Dans un nuage de poussières, devant le célébrissime Monument Valley, cigarette Marlboro côté bâbord, un certain sourire côté tribord, le bras gauche sur la portière, deux doigts sur le volant, talon à fond sur l’accélérateur, pointe du pied prête sur la pédale de frein, le beau Raoul voulut épater sa belle squaw en slalomant entre les tas de sable de l’Utah sauvage. C’est tout juste s’il ne sortit pas sa Winchester pour dégommer deux ou trois Apaches audacieux qui reluquaient trop la visage pâle quelque peu décomposée par tant d’émotions fortes.

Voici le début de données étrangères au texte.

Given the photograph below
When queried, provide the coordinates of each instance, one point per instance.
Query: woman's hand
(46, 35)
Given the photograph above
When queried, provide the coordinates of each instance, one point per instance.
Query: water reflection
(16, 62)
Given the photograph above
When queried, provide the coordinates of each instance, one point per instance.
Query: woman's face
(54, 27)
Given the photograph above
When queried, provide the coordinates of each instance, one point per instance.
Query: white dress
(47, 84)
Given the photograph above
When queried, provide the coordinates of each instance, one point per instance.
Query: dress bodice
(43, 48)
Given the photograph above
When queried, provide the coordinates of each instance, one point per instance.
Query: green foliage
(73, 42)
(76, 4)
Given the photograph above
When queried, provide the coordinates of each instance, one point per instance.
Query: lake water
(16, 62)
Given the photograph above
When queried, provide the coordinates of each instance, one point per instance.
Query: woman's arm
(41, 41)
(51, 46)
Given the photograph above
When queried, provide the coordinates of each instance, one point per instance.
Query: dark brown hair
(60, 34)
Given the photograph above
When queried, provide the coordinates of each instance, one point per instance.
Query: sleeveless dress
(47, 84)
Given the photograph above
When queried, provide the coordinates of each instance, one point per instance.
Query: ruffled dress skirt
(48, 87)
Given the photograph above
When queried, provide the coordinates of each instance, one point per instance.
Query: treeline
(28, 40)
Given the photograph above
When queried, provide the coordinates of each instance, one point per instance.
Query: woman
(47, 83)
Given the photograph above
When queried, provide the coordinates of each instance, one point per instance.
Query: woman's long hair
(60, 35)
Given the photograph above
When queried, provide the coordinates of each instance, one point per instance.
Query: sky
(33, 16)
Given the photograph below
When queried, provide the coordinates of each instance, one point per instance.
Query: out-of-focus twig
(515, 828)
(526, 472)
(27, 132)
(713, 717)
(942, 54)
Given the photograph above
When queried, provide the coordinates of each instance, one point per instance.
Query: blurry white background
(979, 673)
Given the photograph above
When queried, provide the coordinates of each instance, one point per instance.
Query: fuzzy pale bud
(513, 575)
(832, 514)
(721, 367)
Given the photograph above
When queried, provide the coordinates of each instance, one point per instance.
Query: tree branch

Le soir, devant un feu de camp, alors que deux énormes T-Bone Steak grésillaient dans une braise ardente, et que des odeurs protéinées titillaient les narines du beau cow-boy, Raoul eut cette interrogation magique qui, par lasuite, émût le tout Hollywood :
« Quand est-ce qu’on Dean Martin ? »
« As soon as possible, my dear! » répondit, in english, la divine.
Requinqué par cet afflux massif de calories animales, Raoul voulut initier Martine à la magie noire de la voute étoilée. Tout y passa, les nuages de Magellan, la nébuleuse Andromède, la voie lactée, Orion et ses quatre phares : Bételgeuse la géante rouge, Bellatrix, Aldébaran, et Rigel la bleue.
Avant le coucher dans un tipi typiquement apache, Raoul déclama quelques alexandrins de son auteur fétiche, le regretté Georges Fourest : Les constellations, c’est mon rêve qui passe et l’univers entier meurt de ma cécité.